What we do not see is much discussion of this point. He stands alone, with even the stereotypical Richelieu-esque Vatican cardinals arguing only the power of the Church. Golban’s naivete is further underlined when she cries and sniffles out, ‘Why won’t they leave me alone’, when zealots begin throwing stones.

Moshe Cohen tells Father Gutierrez he selected the Roman Catholic Church to investigate the dig because it is the most formidable of the Christian confessions, but the film wouldn’t have had a plot if he’d gone to the mainline Protestant denominations, whose revisionism might have answered that the body is irrelevant; only the spirit is raised. The film recognizes that it is historic Christianity of which an “unrisen Christ” would spell “the end”, not each of its various revised and amended versions. What was at stake, as far as Father Gutierrez was concerned, was whether or not Jesus Christ was God. Implicit in that concern is that historic Christianity insists that to be the case. One wouldn’t get that from many of the religious revisionists. This recognition in Father Gutierrez’ constant confession that Jesus Christ is God is the film’s most interesting and substantive element.

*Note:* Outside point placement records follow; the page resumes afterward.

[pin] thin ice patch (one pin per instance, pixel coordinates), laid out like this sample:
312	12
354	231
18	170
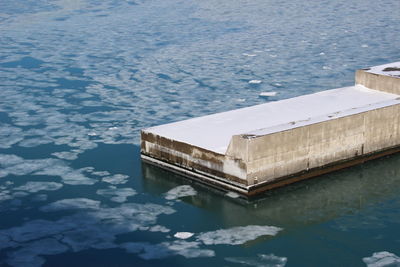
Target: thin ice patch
167	249
180	191
183	235
232	194
381	259
237	235
159	228
34	187
71	204
29	255
117	194
116	179
262	260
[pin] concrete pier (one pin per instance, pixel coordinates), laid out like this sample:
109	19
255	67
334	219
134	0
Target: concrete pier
254	149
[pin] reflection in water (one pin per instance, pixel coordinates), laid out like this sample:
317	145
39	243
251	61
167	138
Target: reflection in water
308	202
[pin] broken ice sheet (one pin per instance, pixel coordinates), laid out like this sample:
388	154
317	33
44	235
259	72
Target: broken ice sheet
117	194
261	260
237	235
29	254
159	228
180	191
183	235
71	204
116	179
34	187
167	249
381	259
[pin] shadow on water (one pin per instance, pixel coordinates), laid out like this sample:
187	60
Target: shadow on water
309	202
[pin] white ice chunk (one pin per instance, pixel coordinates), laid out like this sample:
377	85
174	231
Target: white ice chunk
159	228
71	204
117	194
34	187
268	94
255	81
262	260
232	194
382	259
180	191
29	254
237	235
183	235
116	179
166	249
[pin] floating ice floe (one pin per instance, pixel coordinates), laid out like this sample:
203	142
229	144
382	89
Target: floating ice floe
39	197
116	179
34	187
66	155
183	235
232	194
382	259
71	204
12	164
159	228
166	249
255	81
89	229
29	255
249	55
180	191
267	94
117	194
237	235
262	260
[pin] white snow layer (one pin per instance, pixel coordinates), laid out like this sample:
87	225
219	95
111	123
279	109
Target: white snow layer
214	132
381	259
391	69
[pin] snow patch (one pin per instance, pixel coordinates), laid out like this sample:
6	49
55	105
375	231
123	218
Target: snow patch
71	204
117	194
262	260
34	187
180	191
381	259
237	235
183	235
268	94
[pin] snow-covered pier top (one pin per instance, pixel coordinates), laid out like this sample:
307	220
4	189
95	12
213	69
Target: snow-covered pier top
254	149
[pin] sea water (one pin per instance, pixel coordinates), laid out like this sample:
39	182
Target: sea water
80	78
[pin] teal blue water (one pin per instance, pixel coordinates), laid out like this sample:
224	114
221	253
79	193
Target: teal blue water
80	78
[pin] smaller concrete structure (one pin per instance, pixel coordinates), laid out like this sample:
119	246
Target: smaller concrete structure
254	149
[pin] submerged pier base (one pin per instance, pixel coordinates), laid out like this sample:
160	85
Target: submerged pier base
254	149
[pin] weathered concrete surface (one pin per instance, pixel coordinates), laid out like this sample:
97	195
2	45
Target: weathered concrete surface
278	151
383	78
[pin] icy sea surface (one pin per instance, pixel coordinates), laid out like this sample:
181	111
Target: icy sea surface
80	78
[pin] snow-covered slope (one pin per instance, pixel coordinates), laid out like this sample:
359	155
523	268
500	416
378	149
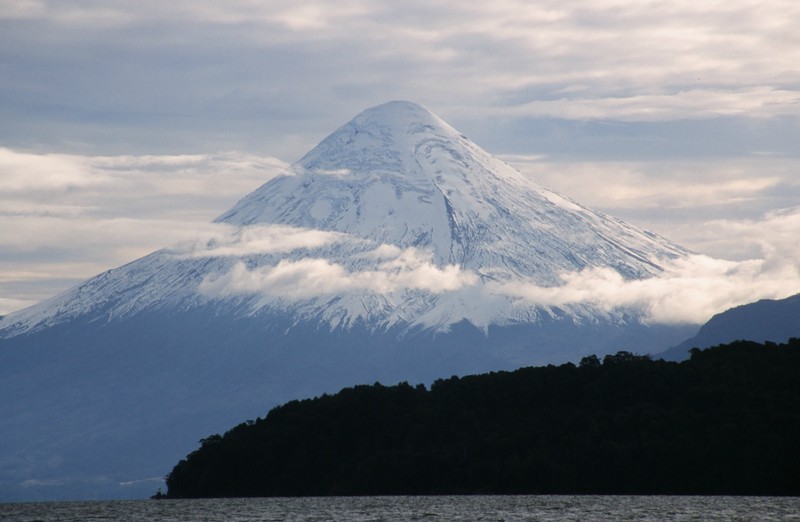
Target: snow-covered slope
394	250
395	218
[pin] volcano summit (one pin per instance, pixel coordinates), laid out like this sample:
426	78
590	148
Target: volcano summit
395	250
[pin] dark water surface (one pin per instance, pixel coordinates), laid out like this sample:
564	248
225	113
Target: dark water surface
445	508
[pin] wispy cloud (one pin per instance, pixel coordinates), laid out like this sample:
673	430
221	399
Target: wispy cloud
65	218
404	270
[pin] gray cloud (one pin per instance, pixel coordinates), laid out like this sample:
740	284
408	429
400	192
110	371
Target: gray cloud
680	116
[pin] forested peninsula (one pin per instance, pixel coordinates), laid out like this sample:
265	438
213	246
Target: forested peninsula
726	421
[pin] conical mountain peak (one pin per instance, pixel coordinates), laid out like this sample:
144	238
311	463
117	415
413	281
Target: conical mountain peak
384	137
398	175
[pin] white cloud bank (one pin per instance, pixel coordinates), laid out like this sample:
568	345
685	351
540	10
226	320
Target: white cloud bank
690	290
407	269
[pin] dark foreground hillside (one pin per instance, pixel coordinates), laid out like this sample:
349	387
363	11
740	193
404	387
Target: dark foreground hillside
727	421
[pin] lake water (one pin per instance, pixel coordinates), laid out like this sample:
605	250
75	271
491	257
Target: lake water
445	508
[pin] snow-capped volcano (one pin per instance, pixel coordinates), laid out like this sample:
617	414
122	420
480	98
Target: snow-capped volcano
394	250
395	218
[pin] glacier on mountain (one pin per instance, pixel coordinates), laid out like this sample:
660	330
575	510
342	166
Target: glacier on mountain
394	250
395	218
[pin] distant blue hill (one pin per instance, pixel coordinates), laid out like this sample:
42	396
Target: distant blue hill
765	320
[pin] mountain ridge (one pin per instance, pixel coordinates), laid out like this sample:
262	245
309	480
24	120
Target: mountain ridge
330	275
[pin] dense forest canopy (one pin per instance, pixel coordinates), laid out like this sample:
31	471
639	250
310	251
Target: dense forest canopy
726	421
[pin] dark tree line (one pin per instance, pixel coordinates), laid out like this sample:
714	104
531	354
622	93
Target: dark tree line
727	421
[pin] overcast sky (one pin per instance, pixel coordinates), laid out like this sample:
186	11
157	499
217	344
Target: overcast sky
126	126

The film is further weakened by the usual religious shock sequences. There is a brief scene where the heroine kisses our hero the priest, and he seems to succumb for a moment. There are earlier moments as clues this will happen – when he stands as close to her as might a lover; had he been a construction worker, she would have slugged him or called for help. The sequence does not succeed in shocking, or even being interesting. It is merely bowing to the formulae of the current religious film genre, in which one would place films like Dogma, The Passover Plot, Stigmata, and Original Sin, where priests as presumably icons of the sacred, are cursed at, spit upon, or sexed up. The genre hasn’t come farther than the Exorcist, or perhaps a more interesting film Stranger Among Us.

Incongruently Golban, among the closing scenes of the film expresses some faith in a quasi-Judaistic God. This warm fluff, if meant to leave the viewer all cuddly, succeeds only in undermining the heroine’s skeletal integrity of which the rest of the film took such great pains to convince us.

In light of these failings, relatively minor flaws include the complete absence of the Jerusalem Patriarchy of the Orthodox Church, which would at least have noticed such events. There were never enough guards around the tomb. The Romans had a whole legion or something like it there; Israel had two to four guys and sometimes none. And there were all the typical elements of a Vatican plot: secret diplomacy, cryptography, theft, cover-up, the vow of secrecy – enough for the paranoid right or for the suspicious left, but no one dared call it “conspiracy”. At best it was noted that a perceived Vatican coverup would weaken its standing. The question of conspiracy as Vatican policy was either presumed or ignored.

There are interesting parts – Father Gutierrez briefly arguing Talmudic hermeneutics with a venerable ‘Rebbi’, and being called Rabbi in return – it’s weird seeing a priest in a yarmulke; the stone-throwing fest by Orthodox Jews – they got in some really good shots; the economical use of pyrotechnics to terrorize a Palestinian shopkeeper – just enough to be scary in a “we were in your place and we can get to you” kind of way.

In all, Banderas does a decent job, until his attempts to be in-your-face at the Vatican with over-rated “You can’t handle the truth” remarks that wouldn’t even have earned him a burning during the Spanish Inquisition. The subject matter was interesting enough – an earthshaking archeological find – an explosion of religious and ethnic violence in a region where Judaism, Islam, and Christianity coexist. But the film descends into an anticlimactic couple of booms, a bit of scientific incompetence, and a vaguely fundamentalist conversion for its big statement.